Big Data and Analytics has a New Spark


The concept and implementation of what is called big data are no longer new, and many organizations, especially larger ones, view it as a way to manage and understand the flood of data they receive. Our benchmark research on big data analytics shows that business intelligence (BI) is the most common type of system to which organizations deliver big data. However, BI systems aren’t a good fit for analyzing big data. They were built to provide interactive analysis of structured data sources using Structured Query Language (SQL). Big data includes large volumes of data that does not fit into rows and columns, such as sensor data, text data and Web log data. Such data must be transformed and modeled before it can fit into paradigms such as SQL.

The result is that currently many organizations run separate systems for big data and business intelligence. On one system, conventional BI tools as well as new visual discovery tools act on structured data sources to do fast interactive analysis. In this area analytic databases can use column store approaches and visualization tools as a front end for fast interaction with the data. On other systems, big data is stored in distributed systems such as the Hadoop Distributed File System (HDFS). Tools that use it have been developed to access, process and analyze the data. Commercial distribution companies aligned with the open source Apache Foundation, such as Cloudera, Hortonworks and MapR, have built ecosystems around the MapReduce processing paradigm. MapReduce works well for search-based tasks but not so well for the interactive analytics for which business intelligence systems are known. This situation has created a divide between business technology users, who gravitate to visual discovery tools that provide easily accessible and interactive data exploration, and more technically skilled users of big data tools that require sophisticated access paradigms and elongated query cycles to explore data.
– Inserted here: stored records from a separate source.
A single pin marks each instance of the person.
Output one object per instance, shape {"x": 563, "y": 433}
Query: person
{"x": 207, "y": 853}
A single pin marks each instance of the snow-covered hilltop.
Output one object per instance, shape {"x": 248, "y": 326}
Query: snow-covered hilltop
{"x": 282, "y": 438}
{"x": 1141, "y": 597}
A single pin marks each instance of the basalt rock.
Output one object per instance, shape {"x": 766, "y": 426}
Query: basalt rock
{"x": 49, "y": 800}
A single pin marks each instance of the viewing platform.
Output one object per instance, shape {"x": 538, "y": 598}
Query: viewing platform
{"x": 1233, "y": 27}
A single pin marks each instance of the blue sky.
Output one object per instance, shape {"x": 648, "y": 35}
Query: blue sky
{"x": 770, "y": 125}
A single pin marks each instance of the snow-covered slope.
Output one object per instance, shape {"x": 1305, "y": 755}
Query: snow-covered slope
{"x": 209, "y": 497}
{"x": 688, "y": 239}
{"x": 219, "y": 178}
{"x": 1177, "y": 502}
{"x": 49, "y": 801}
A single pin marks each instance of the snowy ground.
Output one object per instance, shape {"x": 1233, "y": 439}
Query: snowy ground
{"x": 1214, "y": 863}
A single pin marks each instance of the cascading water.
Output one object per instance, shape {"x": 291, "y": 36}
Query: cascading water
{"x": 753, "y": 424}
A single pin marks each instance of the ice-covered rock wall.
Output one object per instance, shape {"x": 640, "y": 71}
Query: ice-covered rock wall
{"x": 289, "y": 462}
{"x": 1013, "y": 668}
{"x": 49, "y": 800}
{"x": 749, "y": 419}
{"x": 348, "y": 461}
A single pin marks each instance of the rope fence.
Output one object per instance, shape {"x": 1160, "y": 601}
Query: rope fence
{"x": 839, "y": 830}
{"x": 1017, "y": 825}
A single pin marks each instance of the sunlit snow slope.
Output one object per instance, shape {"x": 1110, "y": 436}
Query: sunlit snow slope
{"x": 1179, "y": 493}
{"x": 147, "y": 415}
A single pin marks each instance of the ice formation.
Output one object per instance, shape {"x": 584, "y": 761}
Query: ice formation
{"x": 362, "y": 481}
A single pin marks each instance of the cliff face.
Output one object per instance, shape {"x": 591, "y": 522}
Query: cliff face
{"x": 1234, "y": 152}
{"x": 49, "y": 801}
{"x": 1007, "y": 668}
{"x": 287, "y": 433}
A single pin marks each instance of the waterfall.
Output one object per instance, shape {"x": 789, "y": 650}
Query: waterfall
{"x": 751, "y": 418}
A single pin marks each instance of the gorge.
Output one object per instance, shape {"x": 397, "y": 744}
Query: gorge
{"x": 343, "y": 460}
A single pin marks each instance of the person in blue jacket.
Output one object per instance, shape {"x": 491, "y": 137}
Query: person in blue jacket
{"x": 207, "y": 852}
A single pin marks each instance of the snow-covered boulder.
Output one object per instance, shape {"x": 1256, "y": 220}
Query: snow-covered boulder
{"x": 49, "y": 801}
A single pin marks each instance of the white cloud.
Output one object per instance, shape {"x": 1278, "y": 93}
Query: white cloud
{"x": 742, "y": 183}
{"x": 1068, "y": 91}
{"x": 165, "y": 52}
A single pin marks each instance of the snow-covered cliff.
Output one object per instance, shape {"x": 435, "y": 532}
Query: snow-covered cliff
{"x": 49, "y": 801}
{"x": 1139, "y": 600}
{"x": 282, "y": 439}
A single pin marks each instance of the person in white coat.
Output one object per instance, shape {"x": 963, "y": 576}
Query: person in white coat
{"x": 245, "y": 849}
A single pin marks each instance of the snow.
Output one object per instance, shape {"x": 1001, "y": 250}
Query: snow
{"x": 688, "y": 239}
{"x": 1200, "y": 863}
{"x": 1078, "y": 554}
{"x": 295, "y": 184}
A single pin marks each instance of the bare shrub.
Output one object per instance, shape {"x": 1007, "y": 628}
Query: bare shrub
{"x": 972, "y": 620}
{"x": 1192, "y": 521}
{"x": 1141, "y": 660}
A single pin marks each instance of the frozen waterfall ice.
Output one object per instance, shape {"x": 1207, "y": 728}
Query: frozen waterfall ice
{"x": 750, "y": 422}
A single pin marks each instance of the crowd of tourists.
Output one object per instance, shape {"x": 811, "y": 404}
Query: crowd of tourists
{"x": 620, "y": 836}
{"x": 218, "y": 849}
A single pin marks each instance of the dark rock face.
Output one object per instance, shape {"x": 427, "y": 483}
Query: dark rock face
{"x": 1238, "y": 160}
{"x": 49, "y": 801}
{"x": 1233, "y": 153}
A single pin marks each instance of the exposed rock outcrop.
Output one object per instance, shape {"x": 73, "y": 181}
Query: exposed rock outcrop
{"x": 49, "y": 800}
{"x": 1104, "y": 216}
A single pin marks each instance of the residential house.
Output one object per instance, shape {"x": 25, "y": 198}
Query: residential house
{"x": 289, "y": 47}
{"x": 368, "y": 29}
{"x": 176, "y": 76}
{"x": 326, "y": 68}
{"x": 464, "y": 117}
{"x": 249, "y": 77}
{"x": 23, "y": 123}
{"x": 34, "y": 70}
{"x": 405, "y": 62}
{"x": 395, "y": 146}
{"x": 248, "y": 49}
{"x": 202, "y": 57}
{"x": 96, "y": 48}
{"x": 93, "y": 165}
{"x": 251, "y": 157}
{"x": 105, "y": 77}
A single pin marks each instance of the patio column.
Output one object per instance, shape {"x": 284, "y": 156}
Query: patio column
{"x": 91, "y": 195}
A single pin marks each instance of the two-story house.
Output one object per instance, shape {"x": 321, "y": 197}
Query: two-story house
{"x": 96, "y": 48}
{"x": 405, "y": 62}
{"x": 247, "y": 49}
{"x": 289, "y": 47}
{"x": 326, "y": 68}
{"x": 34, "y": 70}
vr_Big_Data_Analytics_07_dissatisfaction_with_big_data_analyticsThere are two challenges with the MapReduce approach. First, working with it is a highly technical endeavor that requires advanced skills. Our big data analytics research shows that lack of skills is the most widespread reason for dissatisfaction with big data analytics, mentioned by more than two-thirds of companies. To fill this gap, vendors of big data technologies should facilitate use of familiar interfaces including query interfaces and programming language interfaces. For example, our research shows that Standard SQL is the most important method for implementing analysis on Hadoop. To deal with this challenge, the distribution companies and others offer SQL abstraction layers on top of HDFS, such as HIVE and Cloudera Impala. Companies that I have written about include Datameer and Platfora, whose systems help users interact with Hadoop data via interactive systems such as spreadsheets and multidimensional cubes. With their familiar interaction paradigms such systems have helped increase adoption of Hadoop and enable more than a few experts to access big data systems.

The second challenge is latency. As a batch process MapReduce must sort and aggregate all of the data before creating analytic output. Technology such as Tez, developed by Hortonworks, and Cloudera Impala aim to address such speed limitations; the first leverages MapReduce, and the other circumvents MapReduce altogether. Adoption of these tools has moved the big data market forward, but challenges remain such as the continuing fragmentation of the Hadoop ecosystem and a lack of standardization in approaches.

An emerging technology holds promise for bridging the gap between big data and BI in a way that can unify big data ecosystems rather than dividing them. Apache Spark, under development since 2010 at the University of California Berkeley’s AMPLab, addresses both usability and performance concerns for big data. It adds flexibility by running on multiple platforms in terms of both clustering (such as Hadoop YARN and Apache Mesos) and distributed storage (for example, HDFS, Cassandra, Amazon S3 and OpenStack’s Swift). Spark also expands the potential uses because the platform includes an SQL abstraction layer (Spark SQL), a machine learning library (MLlib), a graph library (GraphX) and a near-real-time engine (Spark Streaming). Furthermore, Spark can be programmed using modern languages such as Python and Scala. Having all of these components integrated is important because interactive business intelligence, advanced analytics and operational intelligence on big data all can work without dealing with the complexity of having individual proprietary systems that were necessary to do the same things previously.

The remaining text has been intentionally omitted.